We—or at least a great majority, and certainly any who is reading this—are captives of the consumer culture. We eat wrong; we move wrong—when we move at all.

How do we escape?

Bowman offers a series of exercises that could start correcting years of too much sitting and improper walking, noting that going from never walking correctly to walking barefoot 3 miles a day will cause damage (like running a marathon untrained would). But her mission is to try to make the individual reader healthy in her captivity. It is not Bowman’s role to explore the failure of the cultural system we live in. But it is our role to do that.

In the long-term, more of us will return to livelihoods based on survival: farming, foraging, mending, making, and all the other traditional skills that made up a peasant lifestyle or what will make up the post-growth “plenitude economy” (if we get to that positive future). That is something I and many others have discussed for years—from exploring the transition to degrowth to promoting yardfarming.

But during the transition to the plenitude economy (or just simply to survival in a post-collapse future), reclaiming life skills—which are often physical in nature—will be beneficial to our bodies (both diet and movement) and will help get us ready for the transition. These can be activities as simple as gardening or wild plant foraging, which provide food, access to greensong, light activity, and a meditative quality that can help unwind work and life stresses.

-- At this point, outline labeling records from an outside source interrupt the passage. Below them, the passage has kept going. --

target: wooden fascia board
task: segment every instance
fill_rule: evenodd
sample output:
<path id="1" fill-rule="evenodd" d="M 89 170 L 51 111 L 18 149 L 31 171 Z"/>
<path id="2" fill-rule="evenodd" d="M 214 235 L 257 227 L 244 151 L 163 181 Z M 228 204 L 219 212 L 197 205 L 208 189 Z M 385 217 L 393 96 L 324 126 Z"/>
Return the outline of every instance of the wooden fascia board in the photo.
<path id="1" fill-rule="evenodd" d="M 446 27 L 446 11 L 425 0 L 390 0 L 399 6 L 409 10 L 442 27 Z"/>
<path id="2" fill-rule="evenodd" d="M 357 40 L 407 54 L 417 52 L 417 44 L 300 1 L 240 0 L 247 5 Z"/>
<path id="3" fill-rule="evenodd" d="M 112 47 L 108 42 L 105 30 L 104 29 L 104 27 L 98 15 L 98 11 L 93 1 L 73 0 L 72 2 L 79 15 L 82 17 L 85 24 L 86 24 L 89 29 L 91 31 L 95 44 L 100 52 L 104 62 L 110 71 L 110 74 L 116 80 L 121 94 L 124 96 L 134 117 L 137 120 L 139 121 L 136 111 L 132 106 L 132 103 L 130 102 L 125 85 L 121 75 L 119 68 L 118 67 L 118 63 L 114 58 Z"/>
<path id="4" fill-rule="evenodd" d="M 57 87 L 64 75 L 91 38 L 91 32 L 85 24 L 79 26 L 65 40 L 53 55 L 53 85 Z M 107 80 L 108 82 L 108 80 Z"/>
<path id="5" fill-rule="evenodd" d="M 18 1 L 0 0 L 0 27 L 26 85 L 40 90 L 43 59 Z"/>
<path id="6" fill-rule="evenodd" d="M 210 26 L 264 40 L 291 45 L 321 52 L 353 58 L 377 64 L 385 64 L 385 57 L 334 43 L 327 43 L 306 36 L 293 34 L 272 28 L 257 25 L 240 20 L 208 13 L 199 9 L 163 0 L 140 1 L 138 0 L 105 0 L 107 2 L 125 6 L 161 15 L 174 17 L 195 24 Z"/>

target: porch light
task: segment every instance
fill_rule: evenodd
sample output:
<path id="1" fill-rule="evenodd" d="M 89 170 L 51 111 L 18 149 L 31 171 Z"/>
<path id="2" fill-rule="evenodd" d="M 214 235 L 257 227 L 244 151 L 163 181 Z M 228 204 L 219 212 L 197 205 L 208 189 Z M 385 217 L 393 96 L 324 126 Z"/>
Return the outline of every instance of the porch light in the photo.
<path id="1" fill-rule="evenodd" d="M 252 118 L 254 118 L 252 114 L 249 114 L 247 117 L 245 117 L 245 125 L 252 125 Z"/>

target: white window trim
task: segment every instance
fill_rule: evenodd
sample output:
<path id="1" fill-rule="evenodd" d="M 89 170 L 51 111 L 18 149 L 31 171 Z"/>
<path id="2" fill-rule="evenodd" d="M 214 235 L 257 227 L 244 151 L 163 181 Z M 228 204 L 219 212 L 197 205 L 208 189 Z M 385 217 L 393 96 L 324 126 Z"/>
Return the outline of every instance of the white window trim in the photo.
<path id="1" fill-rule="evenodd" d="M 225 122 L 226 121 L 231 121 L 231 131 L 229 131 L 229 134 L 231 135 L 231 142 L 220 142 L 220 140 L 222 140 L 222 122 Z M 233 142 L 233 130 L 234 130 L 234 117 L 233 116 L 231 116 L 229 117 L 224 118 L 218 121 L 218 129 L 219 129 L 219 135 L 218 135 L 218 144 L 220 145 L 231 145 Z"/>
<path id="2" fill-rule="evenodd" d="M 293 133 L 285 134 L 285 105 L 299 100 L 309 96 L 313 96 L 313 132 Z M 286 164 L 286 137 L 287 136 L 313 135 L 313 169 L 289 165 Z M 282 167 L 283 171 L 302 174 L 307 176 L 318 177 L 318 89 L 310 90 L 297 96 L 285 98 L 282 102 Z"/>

Or you can develop a new income-earning skill (doula, medic, forest medicine practitioner, woodworker, even learn to design and build appropriate technologies—it’ll be good business one day converting washing machines into bicilavadoras). Even if it turns out Gaia was far more resilient than we assessed and the consumer culture remains dominant for a few more decades, the worst outcome is that you got outdoors, learned new skills, got your body out from your electronic culturally-created prison, and got it moving again. But even if you never need those new skills, it is probable that your children will be grateful (and more likely to survive) for any of these skills you pass on to them. Now get up and move! Before your fins get any floppier.